Duke of Dobrzyń
- Born: 1304
- Died: 1328 (aged 23-24)
- House: House of Piast

= Bolesław of Dobrzyń =

Bolesław of Dobrzyń (pl: Boleslaw dobrzyński; betw. 1303/06 - 1 October 1327/12 March 1329, most probably in 1328), was a Polish prince, member of the House of Piast. He was Duke of Dobrzyń during 1312-1327 (until 1316 under the regency of his mother and since them under the tutelage of his oldest brother) and Duke of Łęczyca since 1327 jointly with his brother.

He was the fourth or second son of Siemowit of Dobrzyń and Anastasia Lvovna of Halych–Volhynia. It is unknown after whom he was named; probably was in honour to Bolesław II of Płock, his father's cousin.

==Life==

Bolesław never ruled by himself. After his father's death in 1312 he was under the regency of his mother and uncle, Władysław I the Elbow-high, and since 1316 he remained under the guardianship of his oldest surviving brother Władysław, with whom he jointly issued documents from 1322. He appeared for the first time in sources, together with his mother and brother, in a document dated 10 July 1316 and issued by Florian, Bishop of Płock concerning with the payment of tithes. In 1323 together with his brother Władysław, he founded a hospital for the Order of the Holy Sepulchre at Rypin.
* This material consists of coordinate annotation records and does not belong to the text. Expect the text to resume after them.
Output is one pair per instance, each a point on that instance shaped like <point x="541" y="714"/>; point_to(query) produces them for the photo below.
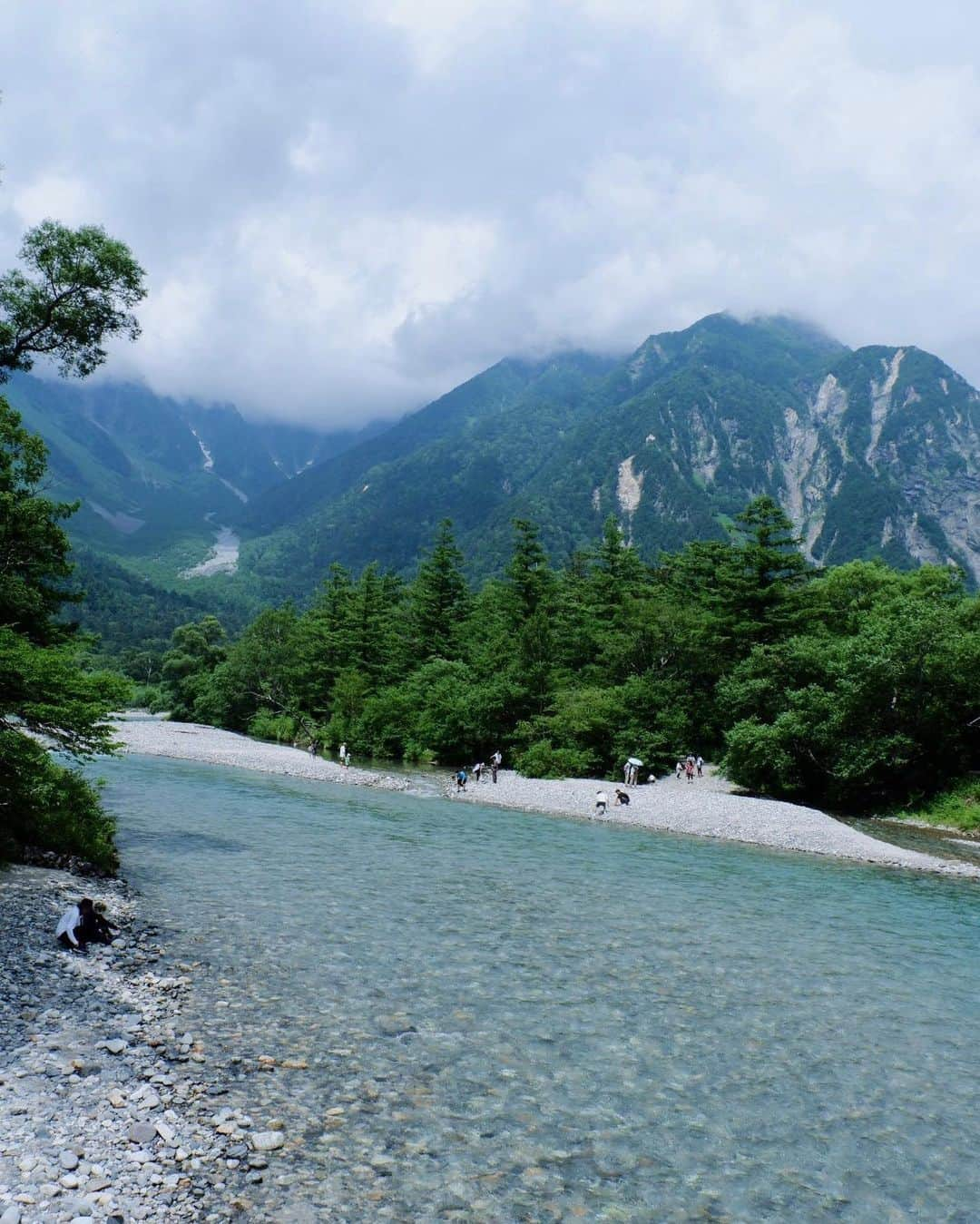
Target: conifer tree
<point x="439" y="599"/>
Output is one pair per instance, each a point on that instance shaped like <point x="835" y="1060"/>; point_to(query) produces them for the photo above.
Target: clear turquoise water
<point x="527" y="1019"/>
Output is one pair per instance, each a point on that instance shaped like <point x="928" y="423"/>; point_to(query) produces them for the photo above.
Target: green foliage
<point x="44" y="688"/>
<point x="189" y="669"/>
<point x="850" y="687"/>
<point x="542" y="759"/>
<point x="957" y="808"/>
<point x="78" y="290"/>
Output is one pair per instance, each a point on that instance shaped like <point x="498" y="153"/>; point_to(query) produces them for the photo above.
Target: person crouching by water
<point x="83" y="925"/>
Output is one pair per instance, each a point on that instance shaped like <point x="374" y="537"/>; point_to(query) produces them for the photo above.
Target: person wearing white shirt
<point x="83" y="925"/>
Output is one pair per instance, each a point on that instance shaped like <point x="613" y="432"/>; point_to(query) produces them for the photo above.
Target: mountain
<point x="873" y="452"/>
<point x="158" y="477"/>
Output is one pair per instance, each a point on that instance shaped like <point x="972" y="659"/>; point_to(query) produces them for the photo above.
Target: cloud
<point x="347" y="210"/>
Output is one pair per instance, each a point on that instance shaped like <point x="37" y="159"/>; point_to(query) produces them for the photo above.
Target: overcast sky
<point x="347" y="210"/>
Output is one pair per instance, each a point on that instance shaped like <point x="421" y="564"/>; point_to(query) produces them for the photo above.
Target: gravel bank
<point x="192" y="742"/>
<point x="705" y="808"/>
<point x="109" y="1111"/>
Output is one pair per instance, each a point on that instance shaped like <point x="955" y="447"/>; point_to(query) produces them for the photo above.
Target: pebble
<point x="268" y="1141"/>
<point x="54" y="1059"/>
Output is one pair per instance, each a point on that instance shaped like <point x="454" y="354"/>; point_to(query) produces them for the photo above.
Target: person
<point x="83" y="925"/>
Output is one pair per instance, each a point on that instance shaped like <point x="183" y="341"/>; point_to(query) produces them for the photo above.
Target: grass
<point x="957" y="808"/>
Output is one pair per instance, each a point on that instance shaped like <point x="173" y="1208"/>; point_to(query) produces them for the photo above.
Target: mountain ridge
<point x="873" y="452"/>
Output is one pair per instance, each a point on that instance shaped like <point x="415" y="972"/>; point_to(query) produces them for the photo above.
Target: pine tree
<point x="439" y="599"/>
<point x="531" y="581"/>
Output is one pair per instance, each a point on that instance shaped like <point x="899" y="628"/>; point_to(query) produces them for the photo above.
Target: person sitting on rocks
<point x="83" y="925"/>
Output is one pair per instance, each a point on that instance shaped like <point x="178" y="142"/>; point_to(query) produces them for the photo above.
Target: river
<point x="525" y="1019"/>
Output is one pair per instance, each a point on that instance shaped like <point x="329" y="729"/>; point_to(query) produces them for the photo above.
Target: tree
<point x="439" y="599"/>
<point x="527" y="572"/>
<point x="45" y="695"/>
<point x="34" y="547"/>
<point x="78" y="290"/>
<point x="761" y="586"/>
<point x="195" y="652"/>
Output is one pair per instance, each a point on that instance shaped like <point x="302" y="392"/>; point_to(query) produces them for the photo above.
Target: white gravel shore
<point x="705" y="808"/>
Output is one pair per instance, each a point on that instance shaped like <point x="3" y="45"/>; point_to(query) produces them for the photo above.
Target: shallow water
<point x="527" y="1019"/>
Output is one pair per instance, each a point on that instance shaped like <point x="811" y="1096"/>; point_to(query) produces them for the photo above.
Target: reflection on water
<point x="523" y="1019"/>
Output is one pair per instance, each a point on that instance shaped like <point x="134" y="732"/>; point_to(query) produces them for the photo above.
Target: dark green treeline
<point x="852" y="687"/>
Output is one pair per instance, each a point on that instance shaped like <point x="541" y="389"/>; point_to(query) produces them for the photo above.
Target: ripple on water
<point x="544" y="1020"/>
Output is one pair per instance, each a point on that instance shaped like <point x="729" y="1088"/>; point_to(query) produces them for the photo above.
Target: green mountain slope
<point x="873" y="452"/>
<point x="157" y="477"/>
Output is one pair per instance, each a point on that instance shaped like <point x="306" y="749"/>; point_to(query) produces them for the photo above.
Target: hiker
<point x="83" y="925"/>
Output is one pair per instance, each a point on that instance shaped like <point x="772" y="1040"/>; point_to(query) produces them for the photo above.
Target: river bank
<point x="705" y="808"/>
<point x="108" y="1108"/>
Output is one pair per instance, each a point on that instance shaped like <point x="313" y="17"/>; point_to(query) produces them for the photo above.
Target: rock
<point x="142" y="1132"/>
<point x="268" y="1141"/>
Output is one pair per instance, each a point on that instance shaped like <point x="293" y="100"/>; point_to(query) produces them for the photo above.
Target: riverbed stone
<point x="142" y="1132"/>
<point x="268" y="1141"/>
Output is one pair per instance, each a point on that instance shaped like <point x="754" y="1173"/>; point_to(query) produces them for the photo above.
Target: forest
<point x="850" y="687"/>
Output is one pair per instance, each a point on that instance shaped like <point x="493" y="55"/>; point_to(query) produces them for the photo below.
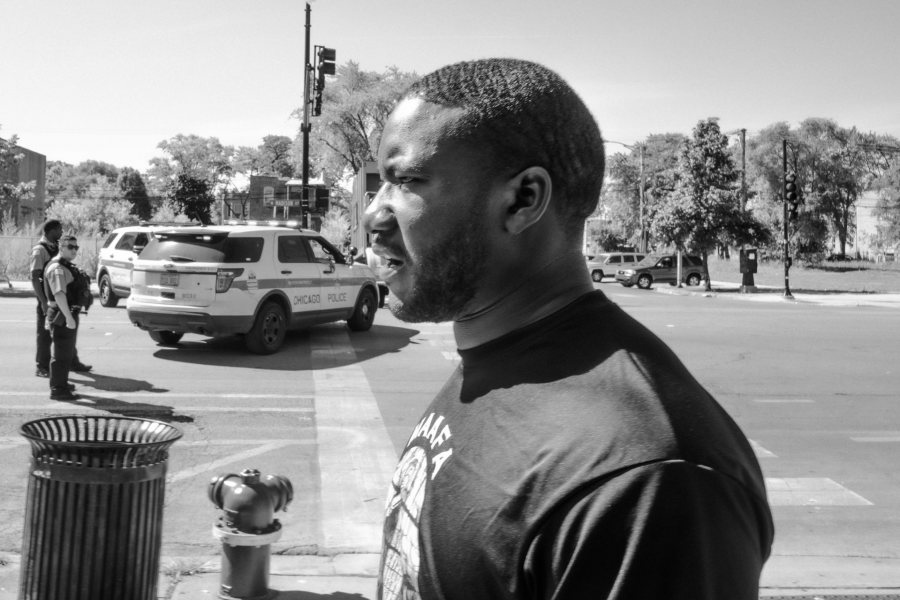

His last mention in documents was on 20 March 1326.

It is known that Bolesław took part in the exchange of the district of Dobrzyń for Łęczyca, which was made after the threats of the Teutonic Order and concluded in 1327/1328 between the princes and their uncle Władysław I the Elbow-high. This agreement was formalized on 1 October 1327, and on 12 March 1329 Władysław the Hunchback issued the first known document without Bolesław. It's unknown if the brothers ever divided the Duchy of Łęczyca, although is also known that Bolesław issued documents alone. Therefore, is considered that Bolesław died between 1 October 1327 and 12 March 1329. Is believed that his death occurred in 1328, shortly after the change of the Duchies, because only few witnesses remember that he took part in it. It's unknown if he married or had offspring and the place of his burial.